It sounds like a great idea: A company that provides cell service where no one has it. Who wouldn't want to invest? But it was all a scam that stole millions from vulnerable investors.
“I ain't got nothing left,” says Charles Betts, a fraud victim.
This is why 80 year-old Charles Betts is back at work. He is transporting cattle again after he lost more than a $100,000 of his savings in an investment scam.
“I expected not to be working at all, but with all the things that happened…,”says Betts.
What happened is Charles invested money in a wireless communications network called Epcom.
Robert Strande, a U.S. Postal Inspector, says the company's goal was to cover the gaps in cellular service that the big companies were not providing.
Charles, along with 500 others, put $7 million dollars into the project.
The problem: No cell towers were ever built and the investors lost everything.
“Financial ruin, devastation - these were farmers, retired individuals who did not have the ability to just go back to work and recoup their losses,” says Strande.
Postal inspectors began tracking the case and arrested Eldon Anderson as the mastermind.
“He would say, ‘If you don't get in now, you are going to lose an opportunity to invest and make a lot of money,’” says Strande.

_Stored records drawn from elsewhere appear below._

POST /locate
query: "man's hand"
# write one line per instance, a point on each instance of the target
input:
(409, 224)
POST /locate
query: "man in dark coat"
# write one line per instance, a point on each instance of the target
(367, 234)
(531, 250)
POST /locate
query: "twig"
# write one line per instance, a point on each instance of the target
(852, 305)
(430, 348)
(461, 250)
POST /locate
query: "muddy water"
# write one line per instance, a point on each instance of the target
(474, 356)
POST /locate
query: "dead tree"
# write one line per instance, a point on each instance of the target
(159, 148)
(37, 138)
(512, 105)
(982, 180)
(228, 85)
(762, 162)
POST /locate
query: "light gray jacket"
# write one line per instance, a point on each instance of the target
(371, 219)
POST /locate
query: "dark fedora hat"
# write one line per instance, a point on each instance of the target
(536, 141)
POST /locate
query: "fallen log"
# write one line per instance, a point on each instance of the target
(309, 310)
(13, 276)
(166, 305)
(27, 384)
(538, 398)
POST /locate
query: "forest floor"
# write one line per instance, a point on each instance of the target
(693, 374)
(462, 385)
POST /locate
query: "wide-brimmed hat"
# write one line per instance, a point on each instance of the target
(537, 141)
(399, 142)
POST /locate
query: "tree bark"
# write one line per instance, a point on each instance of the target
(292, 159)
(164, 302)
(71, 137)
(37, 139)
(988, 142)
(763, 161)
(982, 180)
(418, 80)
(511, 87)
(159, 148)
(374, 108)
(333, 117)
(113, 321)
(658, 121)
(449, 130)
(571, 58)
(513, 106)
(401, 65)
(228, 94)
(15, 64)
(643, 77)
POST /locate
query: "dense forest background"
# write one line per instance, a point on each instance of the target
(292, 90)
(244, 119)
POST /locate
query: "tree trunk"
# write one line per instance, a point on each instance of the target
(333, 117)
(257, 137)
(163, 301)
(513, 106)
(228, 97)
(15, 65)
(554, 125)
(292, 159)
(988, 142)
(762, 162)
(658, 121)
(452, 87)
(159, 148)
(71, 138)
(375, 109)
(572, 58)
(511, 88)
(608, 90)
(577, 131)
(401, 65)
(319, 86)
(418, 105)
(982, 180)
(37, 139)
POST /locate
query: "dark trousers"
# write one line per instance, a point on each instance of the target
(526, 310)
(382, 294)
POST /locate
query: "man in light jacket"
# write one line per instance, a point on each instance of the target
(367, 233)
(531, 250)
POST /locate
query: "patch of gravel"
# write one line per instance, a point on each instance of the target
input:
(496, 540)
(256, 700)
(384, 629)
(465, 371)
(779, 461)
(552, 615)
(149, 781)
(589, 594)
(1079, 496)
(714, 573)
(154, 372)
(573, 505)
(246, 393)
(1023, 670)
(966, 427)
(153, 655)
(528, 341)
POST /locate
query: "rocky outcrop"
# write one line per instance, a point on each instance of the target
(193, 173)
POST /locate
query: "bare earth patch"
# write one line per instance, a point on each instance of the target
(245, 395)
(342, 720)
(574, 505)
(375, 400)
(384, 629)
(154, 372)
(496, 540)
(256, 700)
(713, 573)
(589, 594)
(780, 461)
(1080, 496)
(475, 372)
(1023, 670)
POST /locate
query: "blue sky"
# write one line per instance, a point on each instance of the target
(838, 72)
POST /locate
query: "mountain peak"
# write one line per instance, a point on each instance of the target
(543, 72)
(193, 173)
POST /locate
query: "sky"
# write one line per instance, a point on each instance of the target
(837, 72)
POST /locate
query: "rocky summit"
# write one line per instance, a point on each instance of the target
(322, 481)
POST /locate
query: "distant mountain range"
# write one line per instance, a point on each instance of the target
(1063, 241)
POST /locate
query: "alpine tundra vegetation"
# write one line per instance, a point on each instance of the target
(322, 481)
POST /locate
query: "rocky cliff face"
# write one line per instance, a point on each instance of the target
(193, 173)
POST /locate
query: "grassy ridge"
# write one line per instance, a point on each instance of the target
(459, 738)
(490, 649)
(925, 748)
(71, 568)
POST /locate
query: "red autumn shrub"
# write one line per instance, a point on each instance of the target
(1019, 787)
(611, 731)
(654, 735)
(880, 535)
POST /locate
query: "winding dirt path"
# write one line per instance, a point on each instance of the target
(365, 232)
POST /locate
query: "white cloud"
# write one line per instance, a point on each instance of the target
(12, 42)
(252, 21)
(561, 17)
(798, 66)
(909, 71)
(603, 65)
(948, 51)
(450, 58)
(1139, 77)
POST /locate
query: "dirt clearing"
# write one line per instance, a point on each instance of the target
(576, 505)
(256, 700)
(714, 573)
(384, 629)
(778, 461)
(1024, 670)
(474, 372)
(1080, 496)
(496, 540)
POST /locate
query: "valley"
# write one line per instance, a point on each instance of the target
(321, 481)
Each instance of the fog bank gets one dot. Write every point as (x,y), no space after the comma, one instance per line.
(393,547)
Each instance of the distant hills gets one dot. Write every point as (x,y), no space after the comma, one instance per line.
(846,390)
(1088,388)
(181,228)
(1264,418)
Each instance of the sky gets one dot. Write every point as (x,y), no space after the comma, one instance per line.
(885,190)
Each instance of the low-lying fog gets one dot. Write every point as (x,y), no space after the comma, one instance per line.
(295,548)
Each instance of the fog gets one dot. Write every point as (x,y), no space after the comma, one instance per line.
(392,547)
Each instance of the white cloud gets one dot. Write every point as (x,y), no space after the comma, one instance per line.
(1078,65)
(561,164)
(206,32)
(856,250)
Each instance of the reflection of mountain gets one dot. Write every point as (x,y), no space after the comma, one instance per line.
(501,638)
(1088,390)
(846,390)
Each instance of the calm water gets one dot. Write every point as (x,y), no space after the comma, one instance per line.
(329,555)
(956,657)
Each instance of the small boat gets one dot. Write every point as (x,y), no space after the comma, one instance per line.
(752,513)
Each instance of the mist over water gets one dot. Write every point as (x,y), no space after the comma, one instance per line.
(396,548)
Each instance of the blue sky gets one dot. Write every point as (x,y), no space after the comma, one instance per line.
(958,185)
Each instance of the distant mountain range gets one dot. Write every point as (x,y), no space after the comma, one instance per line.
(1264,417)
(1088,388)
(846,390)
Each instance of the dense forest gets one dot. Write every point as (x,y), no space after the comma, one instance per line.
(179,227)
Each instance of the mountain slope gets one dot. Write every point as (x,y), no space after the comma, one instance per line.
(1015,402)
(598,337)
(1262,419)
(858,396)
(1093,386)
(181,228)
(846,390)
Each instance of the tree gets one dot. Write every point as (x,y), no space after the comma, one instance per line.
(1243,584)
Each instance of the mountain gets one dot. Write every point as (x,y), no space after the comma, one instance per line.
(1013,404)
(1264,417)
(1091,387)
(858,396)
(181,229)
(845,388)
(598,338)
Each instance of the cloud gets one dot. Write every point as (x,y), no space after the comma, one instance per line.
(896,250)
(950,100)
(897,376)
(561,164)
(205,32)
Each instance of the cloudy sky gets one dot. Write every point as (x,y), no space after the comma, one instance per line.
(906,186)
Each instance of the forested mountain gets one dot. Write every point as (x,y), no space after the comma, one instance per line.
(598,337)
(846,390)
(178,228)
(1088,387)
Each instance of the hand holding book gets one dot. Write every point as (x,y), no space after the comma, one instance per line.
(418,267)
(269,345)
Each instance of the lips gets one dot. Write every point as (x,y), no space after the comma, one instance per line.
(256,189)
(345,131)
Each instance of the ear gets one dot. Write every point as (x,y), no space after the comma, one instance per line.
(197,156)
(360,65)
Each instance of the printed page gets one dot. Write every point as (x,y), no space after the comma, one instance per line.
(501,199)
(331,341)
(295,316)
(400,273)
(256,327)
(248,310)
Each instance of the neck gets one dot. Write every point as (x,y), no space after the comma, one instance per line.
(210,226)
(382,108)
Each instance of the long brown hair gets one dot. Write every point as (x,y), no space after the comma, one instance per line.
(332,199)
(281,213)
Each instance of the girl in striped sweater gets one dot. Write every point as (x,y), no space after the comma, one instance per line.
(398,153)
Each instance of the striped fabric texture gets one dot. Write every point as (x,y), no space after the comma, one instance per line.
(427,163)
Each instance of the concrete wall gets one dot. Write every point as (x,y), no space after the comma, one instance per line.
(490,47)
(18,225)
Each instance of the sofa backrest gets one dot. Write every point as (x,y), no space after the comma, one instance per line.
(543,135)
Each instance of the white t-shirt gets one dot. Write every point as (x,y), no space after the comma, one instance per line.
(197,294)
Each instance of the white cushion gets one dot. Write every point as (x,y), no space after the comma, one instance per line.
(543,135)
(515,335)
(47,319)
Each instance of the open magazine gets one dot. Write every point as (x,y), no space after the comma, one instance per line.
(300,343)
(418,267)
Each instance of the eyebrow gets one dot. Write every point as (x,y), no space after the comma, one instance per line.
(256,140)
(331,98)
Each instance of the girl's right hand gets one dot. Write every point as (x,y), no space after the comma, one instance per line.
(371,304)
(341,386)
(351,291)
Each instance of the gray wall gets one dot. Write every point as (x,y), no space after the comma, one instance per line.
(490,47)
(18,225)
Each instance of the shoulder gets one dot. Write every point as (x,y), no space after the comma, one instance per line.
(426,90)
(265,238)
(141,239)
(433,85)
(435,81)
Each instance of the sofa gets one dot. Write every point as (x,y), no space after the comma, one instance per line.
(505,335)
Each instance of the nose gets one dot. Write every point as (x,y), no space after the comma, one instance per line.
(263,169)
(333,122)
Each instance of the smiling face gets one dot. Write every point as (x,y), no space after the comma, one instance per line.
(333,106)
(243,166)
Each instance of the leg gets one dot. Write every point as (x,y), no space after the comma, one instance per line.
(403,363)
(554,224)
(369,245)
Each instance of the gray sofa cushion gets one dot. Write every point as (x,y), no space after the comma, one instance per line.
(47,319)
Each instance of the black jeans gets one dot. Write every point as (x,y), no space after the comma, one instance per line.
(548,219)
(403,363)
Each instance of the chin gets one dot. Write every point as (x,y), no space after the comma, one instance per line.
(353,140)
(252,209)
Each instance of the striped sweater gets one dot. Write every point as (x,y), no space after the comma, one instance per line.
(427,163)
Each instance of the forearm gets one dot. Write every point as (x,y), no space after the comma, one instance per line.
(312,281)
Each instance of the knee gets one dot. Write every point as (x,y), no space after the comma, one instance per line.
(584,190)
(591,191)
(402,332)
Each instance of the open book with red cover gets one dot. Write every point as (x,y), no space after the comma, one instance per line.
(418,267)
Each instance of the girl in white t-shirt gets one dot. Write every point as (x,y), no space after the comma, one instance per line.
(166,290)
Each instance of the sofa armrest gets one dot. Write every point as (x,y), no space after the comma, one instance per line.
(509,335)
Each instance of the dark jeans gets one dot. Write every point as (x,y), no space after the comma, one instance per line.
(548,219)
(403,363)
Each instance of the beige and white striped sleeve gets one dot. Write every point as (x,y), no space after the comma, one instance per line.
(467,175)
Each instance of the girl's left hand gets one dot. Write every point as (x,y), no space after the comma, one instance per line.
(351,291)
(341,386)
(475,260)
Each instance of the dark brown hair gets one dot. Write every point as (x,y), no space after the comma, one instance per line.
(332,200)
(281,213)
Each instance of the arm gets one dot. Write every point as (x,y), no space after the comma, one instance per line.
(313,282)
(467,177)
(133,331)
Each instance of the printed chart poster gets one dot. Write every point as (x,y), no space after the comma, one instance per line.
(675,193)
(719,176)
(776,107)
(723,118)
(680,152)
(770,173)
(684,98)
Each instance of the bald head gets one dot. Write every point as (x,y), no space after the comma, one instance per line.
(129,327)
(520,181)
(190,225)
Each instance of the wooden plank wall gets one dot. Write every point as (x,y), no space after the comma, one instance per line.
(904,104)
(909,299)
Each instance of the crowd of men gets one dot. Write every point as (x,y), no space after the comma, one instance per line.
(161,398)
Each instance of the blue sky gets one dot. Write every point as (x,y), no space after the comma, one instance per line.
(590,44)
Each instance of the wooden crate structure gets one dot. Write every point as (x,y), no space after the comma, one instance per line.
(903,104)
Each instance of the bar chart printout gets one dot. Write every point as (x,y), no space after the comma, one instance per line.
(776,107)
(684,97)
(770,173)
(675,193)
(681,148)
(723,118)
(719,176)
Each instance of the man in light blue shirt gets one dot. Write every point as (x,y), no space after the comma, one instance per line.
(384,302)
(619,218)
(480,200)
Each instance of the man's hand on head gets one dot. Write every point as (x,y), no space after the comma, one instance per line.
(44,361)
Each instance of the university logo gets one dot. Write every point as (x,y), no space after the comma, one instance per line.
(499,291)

Victims fell for the false sense of urgency Anderson created.
Some advice from postal inspectors: When considering investments, take your time and ask a lot of questions.
“Constantly ask questions, ask for information. If they are being evasive or if they are not giving any answers at all, be suspect of that. Walk away,” says Strande.
“I think you should do more investigating than I did,” says Betts.
Anderson is now in federal prison serving an 8-year sentence for selling unregistered securities in a phantom rural wireless communications network.